There are a lot of parallels between Antarctica and outer space— they’re both remote, isolated, austere environments, hard to get to (and get back from), yet are scientifically rich fieldwork sites. Plus they’re just neat; I’d love to visit both.
Because of these parallels, we can use case studies from Antarctica to predict trouble we might run into in space. A recent example is this piece about researchers who do fieldwork in Antarctica and have concerns about the National Science Foundation’s medical clearance process. The NSF’s polar Physical Qualification (PQ) process is required for any scientist wanting to deploy to a U.S. base in Antarctica— or even non-scientists hired to staff these bases. According to the NSF, this process was created “to protect both the individuals deploying and the overall mission”, but two dozen scientists published an open letter to the NSF earlier this year arguing that the PQ program needs to be reassessed and reformed based on “accounts of unfair treatment and disproportionately higher rates of disqualification for underrepresented groups”. One scientist interviewed in the article linked above reported being disqualified for his well-managed Type 1 diabetes even after a successful appeal, while another was required to have his wisdom teeth removed and take medication to treat what the PQ program claimed was latent tuberculosis against his doctor’s advice.
NASA also requires a very thorough medical and psychological health screening for its astronaut candidates. As far as I’m aware, this process has not been accused of the kind of capricious and retaliatory disqualifications that the polar scientists report in the article about NSF clearance process. On the other hand, medical screenings, by definition, discriminate against disabled applicants. And given that race and/or socioeconomic status are correlated with disqualifying conditions like diabetes, medical screenings for astronauts likely indirectly contribute to racial and ethnic underrepresentation in the astronaut corps.
The polar scientists interviewed also reported issues with the mental health portion of the polar PQ program. One scientist was disqualified from winter deployment because she’d adjusted her psychiatric medication within the previous year, making her “wary of making any future changes to her medication.” And another was banned from future deployments after she mentioned to the on-call doctor that she regularly saw a therapist— despite having no diagnosed mental health conditions. The open letter to the NSF argued that “…field participants should feel confident coming forward about discomforts or medical/emotional problems in the field, without concern that their PQ status will be immediately questioned. We are concerned that applicants who have been proactive about their mental healthcare are frequently [disqualified] for inadequate reasons and often without consideration of their therapists’ assessments.” This reminds me of yet another NASA-adjacent example: aircraft pilots in the U.S. who may hesitate to seek diagnosis or treatment of mental health disorders like depression or ADHD out of fear of losing their FAA certification.

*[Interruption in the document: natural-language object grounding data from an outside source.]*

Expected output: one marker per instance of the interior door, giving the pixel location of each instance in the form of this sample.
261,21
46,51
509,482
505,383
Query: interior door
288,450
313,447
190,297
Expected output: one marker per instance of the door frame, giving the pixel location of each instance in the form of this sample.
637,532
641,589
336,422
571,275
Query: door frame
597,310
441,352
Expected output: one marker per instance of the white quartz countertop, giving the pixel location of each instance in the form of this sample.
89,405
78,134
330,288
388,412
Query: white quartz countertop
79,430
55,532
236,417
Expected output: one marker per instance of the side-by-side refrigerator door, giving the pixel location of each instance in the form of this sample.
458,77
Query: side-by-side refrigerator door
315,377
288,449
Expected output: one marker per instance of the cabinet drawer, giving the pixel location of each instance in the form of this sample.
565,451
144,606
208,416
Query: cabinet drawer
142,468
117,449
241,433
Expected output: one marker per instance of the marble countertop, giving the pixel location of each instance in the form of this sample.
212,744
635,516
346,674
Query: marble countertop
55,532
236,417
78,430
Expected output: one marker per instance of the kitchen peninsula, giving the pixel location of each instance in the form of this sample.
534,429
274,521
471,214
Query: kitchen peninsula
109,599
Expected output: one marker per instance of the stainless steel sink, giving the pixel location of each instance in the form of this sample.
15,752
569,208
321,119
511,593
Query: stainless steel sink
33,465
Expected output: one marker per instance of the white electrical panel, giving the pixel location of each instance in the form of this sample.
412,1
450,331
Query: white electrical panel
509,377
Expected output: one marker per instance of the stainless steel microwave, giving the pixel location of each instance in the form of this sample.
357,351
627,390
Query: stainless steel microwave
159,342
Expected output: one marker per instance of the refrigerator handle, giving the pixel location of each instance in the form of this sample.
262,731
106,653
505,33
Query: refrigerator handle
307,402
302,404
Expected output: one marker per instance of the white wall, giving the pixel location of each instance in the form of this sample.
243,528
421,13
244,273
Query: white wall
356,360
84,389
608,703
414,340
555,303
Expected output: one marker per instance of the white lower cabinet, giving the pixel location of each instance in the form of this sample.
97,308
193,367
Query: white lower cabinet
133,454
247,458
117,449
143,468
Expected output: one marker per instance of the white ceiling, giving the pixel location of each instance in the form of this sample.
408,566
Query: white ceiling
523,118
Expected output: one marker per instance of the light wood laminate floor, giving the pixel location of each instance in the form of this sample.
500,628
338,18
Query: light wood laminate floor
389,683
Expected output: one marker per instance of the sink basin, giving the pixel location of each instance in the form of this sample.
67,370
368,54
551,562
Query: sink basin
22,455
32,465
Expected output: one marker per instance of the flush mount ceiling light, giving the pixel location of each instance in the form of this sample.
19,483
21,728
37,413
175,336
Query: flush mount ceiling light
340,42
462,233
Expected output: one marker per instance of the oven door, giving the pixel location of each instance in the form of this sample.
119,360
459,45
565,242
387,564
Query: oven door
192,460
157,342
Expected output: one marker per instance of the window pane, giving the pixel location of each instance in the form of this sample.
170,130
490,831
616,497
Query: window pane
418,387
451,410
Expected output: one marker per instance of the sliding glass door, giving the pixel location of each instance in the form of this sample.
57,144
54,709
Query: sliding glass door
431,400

As private spaceflight is becoming more common, prospective space travelers who wouldn’t be able to pass a NASA medical screening have a new, alternative (though still very narrow) path to space: by buying a ticket with a spaceflight company with less strict health requirements. But I wonder whether this will last beyond the first serious medical emergency in space. If a spacecraft passenger suffers a heart attack or diabetic emergency in space, will there be a public outcry? A move to regulate standardized health screenings for all space travelers?
Of course, the farther out we go from Earth, the more likely it will be that humans will develop illnesses and disabilities in space, either as a result of age or accident. And if it turns out we can successfully reproduce in space, someday children with disabilities will be born there. So we won’t always be able to require that every space traveler qualifies as “able-bodied” according to some medical screening procedure. Taking this long view, it makes sense to start thinking about how to design space technology and habitats to be more accessible for space travelers with disabilities, and to learn how to treat life-threatening medical conditions in space on a long-term basis, rather than just stabilizing patients for evacuation back to Earth.